Kultur Ein fiktives Treffen von Voltaire und Beuys

Der Krefelder Professor Jochen Stücke stellt seinen Zeichenzyklus ein Jahr auf Schloss Moyland bei Kleve aus.

Kultur: Ein fiktives Treffen von Voltaire und Beuys
Foto: Carlos Albuquerque

Krefeld. Friedrich der Große, Voltaire und Beuys: Jochen Stücke, Professor der Hochschule Niederrhein, bringt diese drei großen Protagonisten der Politik,- Geistes- und Kunstgeschichte zusammen. In seinem Zeichenzyklus „Moyländer Episoden“, der zurzeit in den Räumen im Erdgeschoss von Schloss Moyland gezeigt wird, thematisiert Stücke die erste Begegnung des damals noch jungen Preußenkönigs mit dem 18 Jahre älteren französischen Philosophen Voltaire im September 1740 auf Schloss Moyland.

Jochen Stücke hat seit 2002 die Professur für die Fächer Zeichnen, Illustration und künstlerische Druckgrafik am Fachbereich Design der Hochschule Niederrhein inne. Er wurde 1962 in Münster geboren, seine künstlerischen Arbeiten sind in zahlreichen Sammlungen im In- und Ausland vertreten.

Die Moyländer Episoden sind dritter Teil eines Zyklus. Schon 2009 legte Stücke das „Paris, Album I“ vor, „Paris, Album II“ folgte 2013. „Paris, Album III“, also die „Moyländer Episoden“, bilden den Begleitkatalog zur Ausstellung. Schon das von Stücke gezeichnete Vorsatzblatt des 239 Seiten starken Buches zeigt seinen besonderen Blick auf die Welt, um die es geht.

In ovalen Medaillons der „Reizleitungen des europäischen Nervensystems“ sind große Denker mit ihren Lebensdaten verzeichnet. Daneben stehen Anmerkungen zu ihren hauptsächlichen Überlegungen. Mit energischen Pfeilen schafft Stücke Verbindungen zwischen den Denkgebäuden.
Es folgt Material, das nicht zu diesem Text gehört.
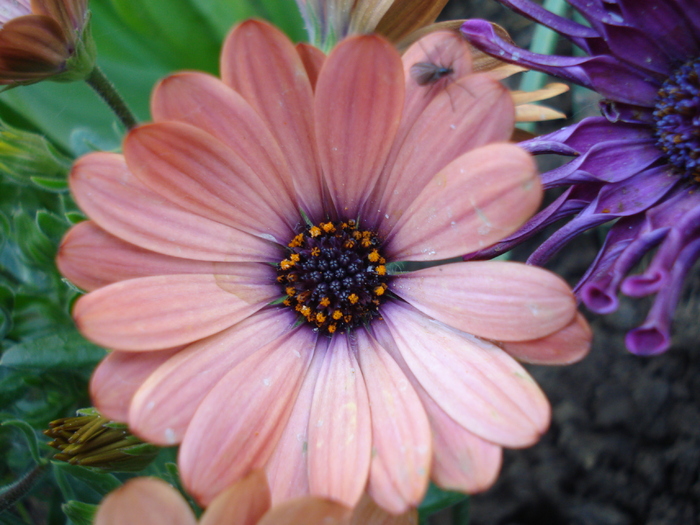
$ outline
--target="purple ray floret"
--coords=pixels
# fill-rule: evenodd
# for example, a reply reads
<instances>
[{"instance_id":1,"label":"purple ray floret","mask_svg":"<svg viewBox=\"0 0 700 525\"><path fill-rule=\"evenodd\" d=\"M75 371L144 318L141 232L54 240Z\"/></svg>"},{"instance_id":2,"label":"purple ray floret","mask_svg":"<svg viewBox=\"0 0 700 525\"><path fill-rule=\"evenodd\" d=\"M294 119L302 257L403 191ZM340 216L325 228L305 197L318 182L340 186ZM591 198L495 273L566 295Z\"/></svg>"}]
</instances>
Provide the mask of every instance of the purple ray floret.
<instances>
[{"instance_id":1,"label":"purple ray floret","mask_svg":"<svg viewBox=\"0 0 700 525\"><path fill-rule=\"evenodd\" d=\"M605 314L618 294L655 295L644 323L627 334L630 351L664 352L685 276L700 257L700 1L567 0L588 25L531 0L499 0L581 48L580 57L531 53L468 20L462 33L502 60L597 91L602 117L590 117L521 145L571 157L542 175L564 193L518 232L465 259L490 258L563 218L570 220L528 259L544 264L578 234L614 222L576 287ZM655 250L641 274L631 275Z\"/></svg>"}]
</instances>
Und genau diese Verbindungen sind auch Inhalt seiner Zeichnungen.

Voltaire und Friedrich II. begegneten sich auf Schloss Moyland. Diese Begegnung ist Jahrhunderte später Thema einer Novelle des Krefelders Otto Brües. Moyland ist nicht nur Ort der ersten Begegnung der beiden — die Stiftung Museum Schloss Moyland besitzt heute die größte Sammlung an Werken von Joseph Beuys. „Beuys ist von der französischen Revolution fasziniert, er hat sich früh mit einzelnen Akteuren identifiziert. Von der Aufklärung führt ein direkter Weg zu seinem Kunstverständnis“, sagt Stücke. Somit verbindet alle drei ihr in der Aufklärung verwurzeltes Gedankengut eines europäischen Geistes und der Traum von einer Verbesserung der Welt.
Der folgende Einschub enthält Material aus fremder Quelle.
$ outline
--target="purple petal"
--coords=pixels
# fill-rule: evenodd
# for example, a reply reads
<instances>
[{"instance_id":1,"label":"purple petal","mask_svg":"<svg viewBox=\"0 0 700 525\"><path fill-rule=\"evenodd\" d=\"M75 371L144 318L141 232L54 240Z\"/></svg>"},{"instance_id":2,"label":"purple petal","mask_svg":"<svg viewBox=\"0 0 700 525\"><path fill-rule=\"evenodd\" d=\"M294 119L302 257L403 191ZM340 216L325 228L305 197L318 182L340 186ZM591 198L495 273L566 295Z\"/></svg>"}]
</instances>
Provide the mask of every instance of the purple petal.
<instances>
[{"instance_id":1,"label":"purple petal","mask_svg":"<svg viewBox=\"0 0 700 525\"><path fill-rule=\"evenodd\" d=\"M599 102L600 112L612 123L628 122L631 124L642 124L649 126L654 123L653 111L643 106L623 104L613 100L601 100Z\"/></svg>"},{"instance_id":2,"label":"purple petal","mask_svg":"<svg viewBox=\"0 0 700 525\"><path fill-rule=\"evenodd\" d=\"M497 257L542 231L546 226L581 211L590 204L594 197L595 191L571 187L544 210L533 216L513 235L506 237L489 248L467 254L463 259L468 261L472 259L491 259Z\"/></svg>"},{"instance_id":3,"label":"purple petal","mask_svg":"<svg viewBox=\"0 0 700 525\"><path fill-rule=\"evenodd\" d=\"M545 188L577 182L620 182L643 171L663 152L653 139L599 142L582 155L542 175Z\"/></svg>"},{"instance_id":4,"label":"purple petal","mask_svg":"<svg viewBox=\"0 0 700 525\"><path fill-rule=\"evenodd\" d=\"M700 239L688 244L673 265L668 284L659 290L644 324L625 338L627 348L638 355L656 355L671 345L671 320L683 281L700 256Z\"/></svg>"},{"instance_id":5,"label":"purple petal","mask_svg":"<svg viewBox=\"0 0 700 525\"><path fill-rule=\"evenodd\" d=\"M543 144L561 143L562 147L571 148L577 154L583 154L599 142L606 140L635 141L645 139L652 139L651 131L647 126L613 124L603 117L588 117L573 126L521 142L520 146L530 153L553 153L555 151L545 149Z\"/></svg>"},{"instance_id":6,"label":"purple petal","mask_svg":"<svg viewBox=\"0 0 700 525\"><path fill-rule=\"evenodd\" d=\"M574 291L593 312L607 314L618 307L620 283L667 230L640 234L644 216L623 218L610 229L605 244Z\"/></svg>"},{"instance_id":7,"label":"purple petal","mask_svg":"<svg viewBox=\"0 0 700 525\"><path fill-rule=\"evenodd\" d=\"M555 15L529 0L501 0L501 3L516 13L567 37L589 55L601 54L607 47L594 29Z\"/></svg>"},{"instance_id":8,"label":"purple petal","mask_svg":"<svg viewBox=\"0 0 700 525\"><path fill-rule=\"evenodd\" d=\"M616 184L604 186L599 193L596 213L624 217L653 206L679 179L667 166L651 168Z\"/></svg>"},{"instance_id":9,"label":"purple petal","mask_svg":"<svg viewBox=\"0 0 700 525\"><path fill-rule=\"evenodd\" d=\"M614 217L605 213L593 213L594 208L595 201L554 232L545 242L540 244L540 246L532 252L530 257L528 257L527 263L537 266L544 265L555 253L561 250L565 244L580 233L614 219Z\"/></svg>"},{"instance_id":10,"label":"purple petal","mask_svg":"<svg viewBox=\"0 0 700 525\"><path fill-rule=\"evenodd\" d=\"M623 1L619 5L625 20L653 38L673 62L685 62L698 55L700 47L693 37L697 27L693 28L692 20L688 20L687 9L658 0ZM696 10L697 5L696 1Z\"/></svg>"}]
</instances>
Friedrich und Voltaire wollen die Idee der Aufklärung in die Praxis umsetzen, Beuys durch seine Ideen und mit Hilfe seiner Sozialen Plastik den Menschen und die Gesellschaft verändern. Jochen Stücke zeichnet also Friedrich in seiner Kutsche, das Treffen mit Voltaire; Brües’ Arbeitszimmer und Beuys als Schatten darin. Die Räume verbinden die Menschen, die Chronologie wird ausgeschaltet.

Stückes Zeichnungen sind voller Anspielungen, Assoziationen; mit jeder Arbeit weist er wieder in eine neue Richtung und schickt die Augen und Gedanken und unbekannte Gefilde. Vorangestellt sind ein ausführliches Vorwort und ein informatives Gespräch mit dem Künstler.

Das dreisprachige Katalogbuch ist mit Texten von Sylvie Le Ray-Burimi, Jochen Stücke und Barbara Strieder erschienen. Es ist im Museumsshop für 29 Euro erhältlich.